A top challenge for marketers is “leveraging data from different sources.” They need a comprehensive view of all marketing efforts to reveal valuable insights that could improve future work as well as to prove the value of the marketing department.

28.4% of professionals say their organization’s top workplace challenge is siloed systems and data.

Solution #1: Connect teams with unified solutions.

Connect your marketing teams by adopting a system that allows everyone to easily see information, communications, priorities, and assignments—all in one place. Each team can focus on the most important work and know their role and timing in helping to achieve strategic business goals. This level of clarity and transparency gives teams the agility to adapt to the constantly changing market and helps them accomplish day-to-day tasks while also creating time to focus on innovation.

A collaborative solution—accessible to everyone and providing full visibility into work—not only prevents silos but eliminates competitive rivalry and frustration between teams. Better collaboration and unity results in more efficient work and better results.

Top marketing teams are 3.7x more likely than their underperforming peers to say they are “extremely” or “very satisfied” with collaboration with other departments.

Solution #2: Standardize workflows and processes.

Eliminate disjointed work processes by standardizing workflows and processes. Though technology should not be viewed as a cure-all, the right solution is necessary to optimize processes in modern marketing departments. Choosing a centralized technology solution—where everyone can see all aspects of a project in one place—will better facilitate the documentation of (and adherence to) processes and the elimination of gaps that impede productivity.

By connecting workflows and processes, you’ll enable teams to complete projects on time and on budget. With centralized visibility, marketing teams will be able to increase the speed of work because they can see all parts of a project as well as identify precisely where work stalls and determine what can be done to get it moving again. Anyone can see the status of work, and you are able to determine how to improve processes for future projects.

Standardizing workflows will improve your teams’ work efficiency, but by automating workflows you will maximize productivity. Setting up dependencies that trigger the next step prevents team members from dropping the ball as work moves from one team or state to the next. Teams will be able to launch amazing products to market with speed and confidence, making your internal customers—and the CMO—happy.

Top marketing teams are 14x more likely to be heavy technology users than their underperforming counterparts.

Solution #3: Make data easily accessible with an integrated martech stack.

Martech budgets increased from 22% of the marketing budget in 2017 to 29% in 2018, meaning technology takes the biggest bite out of marketing resources—even more than goes to labour, agencies, or paid media. Ultimately, executives expect that investment to pay off in dollars and outcomes, so it’s important that teams can easily use those tools to access and interpret real-time, dependable data.

The best way to ensure a happy CMO—and results that prove your team’s value—is to strategically build a martech stack that is easily integrated with enterprise-wide tools and existing processes. It’s important that everyone in marketing use the same marketing technology tools so all work lives in one place, and everyone can use the same technology to plan, execute, and report on work.

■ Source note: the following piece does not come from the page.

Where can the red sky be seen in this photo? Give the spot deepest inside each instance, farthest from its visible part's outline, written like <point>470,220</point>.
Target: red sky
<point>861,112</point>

With the right solutions, your teams’ repetitive, administrative, and time-sucking work will be automated so marketers will finally have time to focus on the work that matters most, as well as the time and ability to test new channels and technology that could deliver better customer experiences. With the necessary insights at their disposal, marketing teams will be able to easily demonstrate their value to the enterprise, and you will be able to quantify the need for optimized marketing operations to your boss and executives.

81% of high-growth companies surpassed their counterparts in use of data and analytics.